Companies selected as winners or the 2018 Medical Device Innovative Challenge are:

—CathBuddy Inc., of Woodbury, which is making reusable urinary intermittent catheters system for people with neurogenic bladder (the loss of bladder control due to brain or spinal cord or nerve problem). The system includes an at-home sterilization unit, a reusable catheter insertion aid and a reusable urinary catheter.

—Halamine Inc., of Ithaca, which aims to develop a new category of “hydrogel skin” coated urinary catheters with improved infection control. This coating innovation is based on a new composition of hydrogel materials (named HalaGel) that combines antimicrobial and anti-immunoreaction chemistries, which were  invented by Cornell University biological engineering researcher Mingyu Qiao, co-founder of Halamine Inc.

—MedUX, of Syracuse, which is creating a shoulder-mounted portable IV system (called L-IV, for Liberating Intravenous) that allows people in hospital settings or disaster situations to get IV treatment comfortably and efficiently without being tethered to an IV pole.

—Megan Thomas, of Syracuse, which is developing a breast pump that can be used while a women engage in daily activities, whether at the workplace or at home. The product’s goal is to eliminating the time women must spend solely on pumping. Thomas wants to enable women to pump in the physical workplace without the social stigma of having to seek a storage or break room.

—Revital Therapeutics, of New Jersey, which is a tissue engineering company dedicated to creating off-the-shelf tissue grafts for a wide range of conditions and surgical procedures. Like donated tissues, Revital’s tissues are composed of 100 percent native human extracellular matrix, meaning complete biocompatibility and high activity of the growth factors.

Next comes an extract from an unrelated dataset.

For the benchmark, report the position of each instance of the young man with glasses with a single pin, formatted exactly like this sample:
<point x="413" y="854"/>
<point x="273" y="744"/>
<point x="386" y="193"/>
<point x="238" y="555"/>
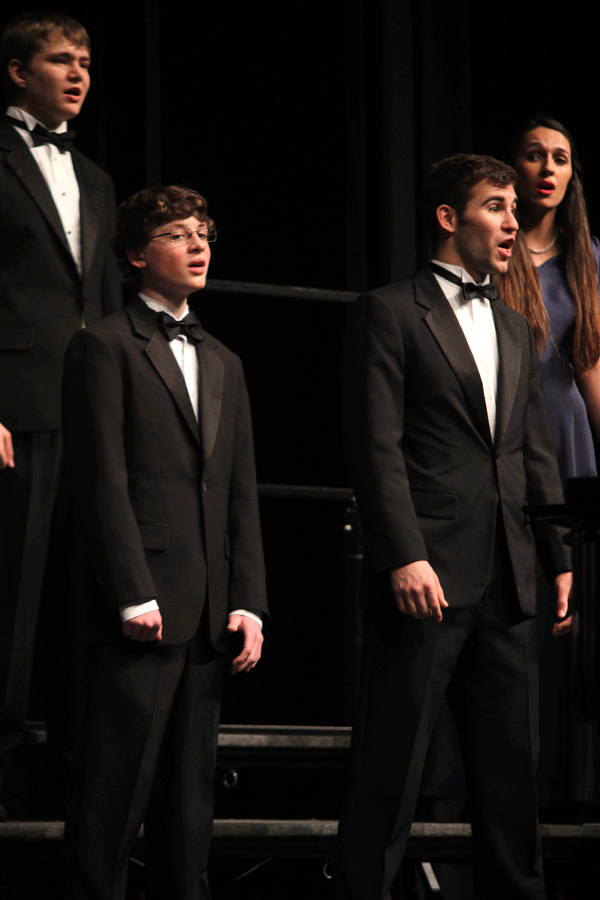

Revital’s tissues are optimized for wound healing, able to control inflammation, while at the same time stimulating regrowth at sites of damage and disease.

—ZephyRx of Albany, which designs breath-powered video game controllers so popular video games can be used in respiratory therapy for conditions, such as pneumonia, asthma and chronic obstructive pulmonary disease.

Additional support for the program comes from the Empire State Development (ESD) NYS Certified Business Incubator Grant.

Central New York Biotech Accelerator, Upstate Medical University, is a 52,300 square foot facility offering wet and dry labs, services, coordinated resources, targeted mentorship and education to individuals and startup companies involved in the commercialization of biotech innovation.

Caption: The Central New York Biotech Accelerator, Upstate Medical University, located at 841 E. Fayette St., Syracuse.